Alas, I am behind on reading these newsletters, but I am finally sitting down today to catch up on all the things. It feels like a treat to always have your emails waiting for me in my inbox.

I love the way you explore this idea and I agree 100%. I still feel like a wandering teenager most days. Was just writing a poem the other day about how I want to keep living with the magic of my teenage heart. I would imagine that having kids or losing a parent would definitely cause a major shift internally. I have not reached either of these points in my life, so I still feel very very young. I think there is something deeply freeing though about being able to just live how you feel rather than worrying about an age "number." We can have the energy, the spirit of whatever age we want. It is a beautiful way to live. It makes life interesting. It keep you curious, able to wonder and dream. My late grandfather was a child at heart until he left this earth. Even as an old man at his assisted living facility he would slide down stair bannisters and skip down the halls singing and dancing like a child. (We certainly had to watch him like a child! 😂) He was always so full of joy and wonder and it was contagious. I love that he lived that way.

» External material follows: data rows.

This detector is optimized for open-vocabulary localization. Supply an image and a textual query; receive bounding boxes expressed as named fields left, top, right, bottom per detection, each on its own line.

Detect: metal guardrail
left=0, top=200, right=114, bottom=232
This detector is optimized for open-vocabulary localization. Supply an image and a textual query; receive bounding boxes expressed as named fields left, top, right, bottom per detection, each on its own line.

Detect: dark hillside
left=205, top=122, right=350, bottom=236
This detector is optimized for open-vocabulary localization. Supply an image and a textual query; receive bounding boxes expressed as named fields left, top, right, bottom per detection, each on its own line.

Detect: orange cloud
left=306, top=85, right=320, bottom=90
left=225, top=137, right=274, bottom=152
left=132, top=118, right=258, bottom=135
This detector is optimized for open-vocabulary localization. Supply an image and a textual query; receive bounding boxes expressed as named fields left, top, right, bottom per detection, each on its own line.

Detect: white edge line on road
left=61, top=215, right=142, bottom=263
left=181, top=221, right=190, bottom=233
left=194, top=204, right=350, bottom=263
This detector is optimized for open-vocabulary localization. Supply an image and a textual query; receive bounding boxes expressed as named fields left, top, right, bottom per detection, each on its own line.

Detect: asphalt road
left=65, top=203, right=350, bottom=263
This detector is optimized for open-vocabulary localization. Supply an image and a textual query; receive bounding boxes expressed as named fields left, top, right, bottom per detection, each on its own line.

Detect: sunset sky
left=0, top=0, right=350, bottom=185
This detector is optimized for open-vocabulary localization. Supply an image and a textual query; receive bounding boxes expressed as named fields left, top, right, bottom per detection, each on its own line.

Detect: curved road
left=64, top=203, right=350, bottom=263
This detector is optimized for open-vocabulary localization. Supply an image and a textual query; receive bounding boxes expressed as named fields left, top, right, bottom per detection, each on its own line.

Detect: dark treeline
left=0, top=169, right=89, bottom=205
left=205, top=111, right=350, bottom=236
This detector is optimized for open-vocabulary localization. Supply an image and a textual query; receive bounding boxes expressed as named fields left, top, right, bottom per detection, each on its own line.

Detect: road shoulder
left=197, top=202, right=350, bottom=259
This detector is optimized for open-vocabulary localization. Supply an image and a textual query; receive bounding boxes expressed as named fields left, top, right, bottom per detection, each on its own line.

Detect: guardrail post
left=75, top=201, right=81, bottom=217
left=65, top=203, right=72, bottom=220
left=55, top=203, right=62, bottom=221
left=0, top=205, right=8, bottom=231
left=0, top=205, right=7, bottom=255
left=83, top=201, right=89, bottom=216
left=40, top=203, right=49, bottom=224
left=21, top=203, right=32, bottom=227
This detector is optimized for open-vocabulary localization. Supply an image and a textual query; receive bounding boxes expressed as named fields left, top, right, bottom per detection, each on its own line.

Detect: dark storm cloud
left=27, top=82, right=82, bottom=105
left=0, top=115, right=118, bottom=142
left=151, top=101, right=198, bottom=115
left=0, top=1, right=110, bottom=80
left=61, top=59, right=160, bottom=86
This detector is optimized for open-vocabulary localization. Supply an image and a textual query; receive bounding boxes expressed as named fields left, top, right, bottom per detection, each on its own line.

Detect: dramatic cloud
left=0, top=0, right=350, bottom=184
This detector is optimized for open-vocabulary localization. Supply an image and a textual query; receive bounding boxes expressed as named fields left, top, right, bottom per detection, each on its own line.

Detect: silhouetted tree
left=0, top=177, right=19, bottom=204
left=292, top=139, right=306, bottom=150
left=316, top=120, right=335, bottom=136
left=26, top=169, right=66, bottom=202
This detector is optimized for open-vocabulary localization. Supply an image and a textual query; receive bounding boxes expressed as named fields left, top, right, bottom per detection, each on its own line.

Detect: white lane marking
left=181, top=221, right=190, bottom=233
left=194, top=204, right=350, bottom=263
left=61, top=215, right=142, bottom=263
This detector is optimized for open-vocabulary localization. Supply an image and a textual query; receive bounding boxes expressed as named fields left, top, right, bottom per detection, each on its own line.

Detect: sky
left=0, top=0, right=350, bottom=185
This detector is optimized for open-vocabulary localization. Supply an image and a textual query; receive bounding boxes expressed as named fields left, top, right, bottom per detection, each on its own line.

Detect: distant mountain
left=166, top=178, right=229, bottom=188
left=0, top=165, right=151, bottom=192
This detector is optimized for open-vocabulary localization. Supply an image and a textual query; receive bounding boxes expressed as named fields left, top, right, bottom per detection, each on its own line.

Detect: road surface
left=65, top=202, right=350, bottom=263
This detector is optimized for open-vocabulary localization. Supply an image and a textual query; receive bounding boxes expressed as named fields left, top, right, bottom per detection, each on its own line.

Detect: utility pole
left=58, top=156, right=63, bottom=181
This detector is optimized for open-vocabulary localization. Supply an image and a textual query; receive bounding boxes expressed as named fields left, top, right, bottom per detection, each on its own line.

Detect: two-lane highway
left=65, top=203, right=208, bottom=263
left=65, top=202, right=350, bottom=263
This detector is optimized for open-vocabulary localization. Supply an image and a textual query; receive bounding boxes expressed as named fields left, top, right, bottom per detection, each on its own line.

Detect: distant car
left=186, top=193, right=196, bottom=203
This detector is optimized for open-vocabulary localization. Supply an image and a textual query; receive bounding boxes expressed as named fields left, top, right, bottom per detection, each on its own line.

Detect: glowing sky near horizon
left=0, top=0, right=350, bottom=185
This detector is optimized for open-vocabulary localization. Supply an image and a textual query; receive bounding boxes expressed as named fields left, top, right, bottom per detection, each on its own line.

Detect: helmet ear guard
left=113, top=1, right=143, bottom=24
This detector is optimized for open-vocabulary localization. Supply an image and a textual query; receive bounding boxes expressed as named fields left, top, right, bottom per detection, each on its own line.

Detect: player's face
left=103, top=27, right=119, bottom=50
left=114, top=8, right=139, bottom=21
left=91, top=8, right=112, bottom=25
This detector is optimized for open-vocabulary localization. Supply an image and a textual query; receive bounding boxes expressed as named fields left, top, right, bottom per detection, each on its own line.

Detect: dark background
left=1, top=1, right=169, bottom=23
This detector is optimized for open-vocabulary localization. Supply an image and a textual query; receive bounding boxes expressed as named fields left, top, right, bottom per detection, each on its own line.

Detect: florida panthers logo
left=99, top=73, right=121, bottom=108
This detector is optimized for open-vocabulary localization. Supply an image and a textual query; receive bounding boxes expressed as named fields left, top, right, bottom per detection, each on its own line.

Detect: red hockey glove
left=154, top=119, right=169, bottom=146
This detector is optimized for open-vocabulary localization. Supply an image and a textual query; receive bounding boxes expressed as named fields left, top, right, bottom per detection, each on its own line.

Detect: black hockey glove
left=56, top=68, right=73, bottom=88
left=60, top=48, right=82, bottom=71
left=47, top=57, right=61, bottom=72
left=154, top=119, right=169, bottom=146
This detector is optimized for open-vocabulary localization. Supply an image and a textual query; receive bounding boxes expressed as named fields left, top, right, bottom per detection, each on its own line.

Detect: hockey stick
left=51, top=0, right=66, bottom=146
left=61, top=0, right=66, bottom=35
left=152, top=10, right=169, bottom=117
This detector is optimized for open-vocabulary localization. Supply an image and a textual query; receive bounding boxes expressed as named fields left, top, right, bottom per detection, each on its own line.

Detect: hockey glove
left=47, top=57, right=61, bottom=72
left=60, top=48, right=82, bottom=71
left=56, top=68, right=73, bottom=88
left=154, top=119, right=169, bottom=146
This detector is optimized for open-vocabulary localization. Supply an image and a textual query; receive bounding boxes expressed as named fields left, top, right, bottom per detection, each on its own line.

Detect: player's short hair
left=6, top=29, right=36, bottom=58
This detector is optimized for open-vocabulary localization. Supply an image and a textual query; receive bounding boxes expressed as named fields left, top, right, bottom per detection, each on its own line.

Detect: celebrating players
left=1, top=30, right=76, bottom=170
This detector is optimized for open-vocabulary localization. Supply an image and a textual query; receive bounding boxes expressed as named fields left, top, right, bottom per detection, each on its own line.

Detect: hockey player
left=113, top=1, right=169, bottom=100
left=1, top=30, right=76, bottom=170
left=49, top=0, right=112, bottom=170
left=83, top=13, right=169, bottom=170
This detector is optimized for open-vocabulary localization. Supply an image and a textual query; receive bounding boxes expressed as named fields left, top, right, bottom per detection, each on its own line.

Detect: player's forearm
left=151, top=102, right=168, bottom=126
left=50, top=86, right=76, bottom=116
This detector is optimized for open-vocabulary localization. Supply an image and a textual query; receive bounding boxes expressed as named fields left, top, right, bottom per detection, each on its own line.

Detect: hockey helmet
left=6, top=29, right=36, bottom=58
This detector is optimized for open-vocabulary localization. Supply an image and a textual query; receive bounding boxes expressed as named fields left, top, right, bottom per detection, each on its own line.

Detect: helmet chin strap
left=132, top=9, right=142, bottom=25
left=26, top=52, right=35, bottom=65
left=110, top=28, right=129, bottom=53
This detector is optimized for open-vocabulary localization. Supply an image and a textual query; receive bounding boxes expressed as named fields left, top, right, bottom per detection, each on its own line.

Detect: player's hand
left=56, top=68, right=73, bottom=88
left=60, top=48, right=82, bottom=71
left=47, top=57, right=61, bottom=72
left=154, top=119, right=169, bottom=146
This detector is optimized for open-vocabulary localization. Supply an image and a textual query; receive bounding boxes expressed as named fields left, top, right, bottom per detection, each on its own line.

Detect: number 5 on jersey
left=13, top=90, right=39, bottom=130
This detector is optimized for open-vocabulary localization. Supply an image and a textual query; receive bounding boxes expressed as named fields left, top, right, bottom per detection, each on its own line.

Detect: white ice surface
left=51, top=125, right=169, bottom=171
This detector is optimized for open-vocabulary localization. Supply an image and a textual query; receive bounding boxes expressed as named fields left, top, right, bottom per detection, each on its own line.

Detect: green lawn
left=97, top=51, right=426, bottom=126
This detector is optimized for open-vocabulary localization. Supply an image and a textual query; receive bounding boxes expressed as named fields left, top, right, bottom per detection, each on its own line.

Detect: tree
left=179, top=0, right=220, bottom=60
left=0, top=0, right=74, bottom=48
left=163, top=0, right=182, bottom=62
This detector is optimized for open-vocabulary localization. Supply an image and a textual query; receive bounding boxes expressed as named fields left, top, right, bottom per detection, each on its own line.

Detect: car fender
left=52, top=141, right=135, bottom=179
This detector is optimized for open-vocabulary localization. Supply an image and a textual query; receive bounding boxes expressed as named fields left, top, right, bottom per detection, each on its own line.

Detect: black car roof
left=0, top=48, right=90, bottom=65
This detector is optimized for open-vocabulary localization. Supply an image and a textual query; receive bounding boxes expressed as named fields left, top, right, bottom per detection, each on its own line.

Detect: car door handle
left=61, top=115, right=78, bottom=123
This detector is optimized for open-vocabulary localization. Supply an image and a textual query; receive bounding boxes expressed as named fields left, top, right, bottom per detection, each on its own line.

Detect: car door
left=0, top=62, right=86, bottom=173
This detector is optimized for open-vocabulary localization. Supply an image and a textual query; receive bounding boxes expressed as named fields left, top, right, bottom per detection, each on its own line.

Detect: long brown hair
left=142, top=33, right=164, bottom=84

I appear to "adult" well from the outside by the way I carry myself and handle my responsibilities. But I definitely feel like a teenager at heart most days. I just turned 30 and there's all these big milestones coming up in the next decade and I hardly feel ready for any of them. When I was young I thought I'd have so much figured out by now. But I still feel mostly the same as I did when I was young! It's definitely hard to comprehend that so much time has passed.